Nah. Frank didn't look like nobody sent him glossy tickets in the mail. Maybe a roundtrip on Uncle Sam, but Nick looked him over good, faded bruises dull yellow and amethyst like his foster-mom's favorite tennis bracelet and figured Uncle Sam had ditched him if Frank was here. The Facility out on the outskirts, that place reeked military, a bunch of yes-men in uniforms who guarded the place like the town was gonna run it off but Frank was old-school. Recent booting, if he was booted because the hair-cut was all Uncle Sam.
He didn't say nothing about wife or kids. That wasn't the old neighborhood jungle-drums beating or blue-line insight, Nick just looked the guy up and fuckin down and didn't see Sarah off of his shoulder or a rugrat. Frank had slunk up to the counter like the shadows were real good fuckin friends and drinking buddies now and Nick was familiar with those kinds of nights. Hell, they were still repeating on him.

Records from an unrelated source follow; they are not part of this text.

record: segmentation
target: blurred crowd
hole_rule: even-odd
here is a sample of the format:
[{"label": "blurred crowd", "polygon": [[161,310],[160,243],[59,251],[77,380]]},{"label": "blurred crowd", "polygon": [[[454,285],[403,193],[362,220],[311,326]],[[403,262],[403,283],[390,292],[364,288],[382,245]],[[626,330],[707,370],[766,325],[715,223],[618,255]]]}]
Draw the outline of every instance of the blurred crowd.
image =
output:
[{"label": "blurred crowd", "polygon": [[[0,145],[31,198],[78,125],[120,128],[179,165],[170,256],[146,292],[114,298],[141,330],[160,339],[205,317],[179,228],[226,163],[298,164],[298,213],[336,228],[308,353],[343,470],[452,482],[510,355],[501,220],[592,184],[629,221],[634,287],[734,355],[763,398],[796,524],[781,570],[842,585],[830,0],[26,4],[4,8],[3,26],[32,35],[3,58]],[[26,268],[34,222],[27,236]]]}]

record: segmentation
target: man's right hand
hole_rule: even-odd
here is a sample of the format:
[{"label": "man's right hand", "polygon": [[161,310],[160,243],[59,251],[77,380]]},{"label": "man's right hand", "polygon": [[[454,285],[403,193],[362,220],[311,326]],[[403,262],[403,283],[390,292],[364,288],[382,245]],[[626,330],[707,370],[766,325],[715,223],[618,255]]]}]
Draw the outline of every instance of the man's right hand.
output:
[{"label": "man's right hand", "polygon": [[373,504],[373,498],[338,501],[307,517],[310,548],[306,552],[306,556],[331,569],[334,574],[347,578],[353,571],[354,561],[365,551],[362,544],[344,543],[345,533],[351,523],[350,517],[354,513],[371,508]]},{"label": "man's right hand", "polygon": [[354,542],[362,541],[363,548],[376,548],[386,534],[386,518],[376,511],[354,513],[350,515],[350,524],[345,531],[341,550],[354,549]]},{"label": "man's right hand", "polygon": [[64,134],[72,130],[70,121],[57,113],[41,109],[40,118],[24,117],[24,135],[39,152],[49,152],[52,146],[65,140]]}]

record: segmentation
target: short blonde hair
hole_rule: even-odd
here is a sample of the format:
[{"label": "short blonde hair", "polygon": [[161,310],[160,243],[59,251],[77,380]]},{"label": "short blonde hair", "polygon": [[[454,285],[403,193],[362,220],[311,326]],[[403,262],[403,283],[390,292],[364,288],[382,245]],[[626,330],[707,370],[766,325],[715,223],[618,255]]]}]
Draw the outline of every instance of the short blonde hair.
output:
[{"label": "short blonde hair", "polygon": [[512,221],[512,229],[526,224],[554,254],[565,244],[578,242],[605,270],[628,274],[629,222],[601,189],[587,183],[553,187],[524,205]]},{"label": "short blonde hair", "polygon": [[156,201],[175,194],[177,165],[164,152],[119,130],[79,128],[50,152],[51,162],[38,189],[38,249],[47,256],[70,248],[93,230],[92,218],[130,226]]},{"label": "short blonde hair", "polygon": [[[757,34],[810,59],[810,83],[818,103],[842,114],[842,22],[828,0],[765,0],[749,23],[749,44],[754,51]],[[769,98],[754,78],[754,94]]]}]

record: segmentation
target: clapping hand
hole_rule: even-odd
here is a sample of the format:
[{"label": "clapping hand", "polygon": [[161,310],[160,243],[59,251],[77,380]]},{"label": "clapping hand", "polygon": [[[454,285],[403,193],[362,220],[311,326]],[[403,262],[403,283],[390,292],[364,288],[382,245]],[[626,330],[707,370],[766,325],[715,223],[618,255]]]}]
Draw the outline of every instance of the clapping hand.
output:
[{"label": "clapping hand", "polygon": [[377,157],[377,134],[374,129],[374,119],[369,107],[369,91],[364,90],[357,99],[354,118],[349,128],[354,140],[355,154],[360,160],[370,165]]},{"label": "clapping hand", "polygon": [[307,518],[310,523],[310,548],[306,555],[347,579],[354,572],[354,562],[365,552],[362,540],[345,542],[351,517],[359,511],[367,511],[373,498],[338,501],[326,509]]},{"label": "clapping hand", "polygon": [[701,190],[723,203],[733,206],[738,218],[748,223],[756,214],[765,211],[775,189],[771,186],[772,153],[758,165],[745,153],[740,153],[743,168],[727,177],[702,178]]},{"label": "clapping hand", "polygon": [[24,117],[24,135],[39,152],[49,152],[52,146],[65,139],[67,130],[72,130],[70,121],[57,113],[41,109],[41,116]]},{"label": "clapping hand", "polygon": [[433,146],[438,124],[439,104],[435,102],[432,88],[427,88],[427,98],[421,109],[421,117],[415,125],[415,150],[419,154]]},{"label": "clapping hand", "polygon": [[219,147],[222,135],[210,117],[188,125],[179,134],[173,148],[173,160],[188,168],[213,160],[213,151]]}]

"So you wanted the ends of the fuckin earth?" Nick's laugh was short, abrupt, bark rather than real warm and giving. The city didn't give no ground. It kept on and that was the point, right. It lived, electricity and neon and the smell of the subway late at night, walkin streets that left the hairs on the back of your neck lifting high or listening to the apartment over the way squeal laughter as dad came through the fuckin door. The city was the city and it was a dull ache in the back of Nick's head, maybe his chest sometimes too. It hadn't made no room for him and he'd walked away without looking back.
"Well, brother, you're in fucking luck. You gotta guide here," he thumbed his chest, "And the best fuckin coffee in town. And a sandwich. Caesar," he hollered at the back door, "Cubano for the man here." He wheeled close enough to get a real side-on view of those bruises trying to heal like a cloud strata across Frank's mug.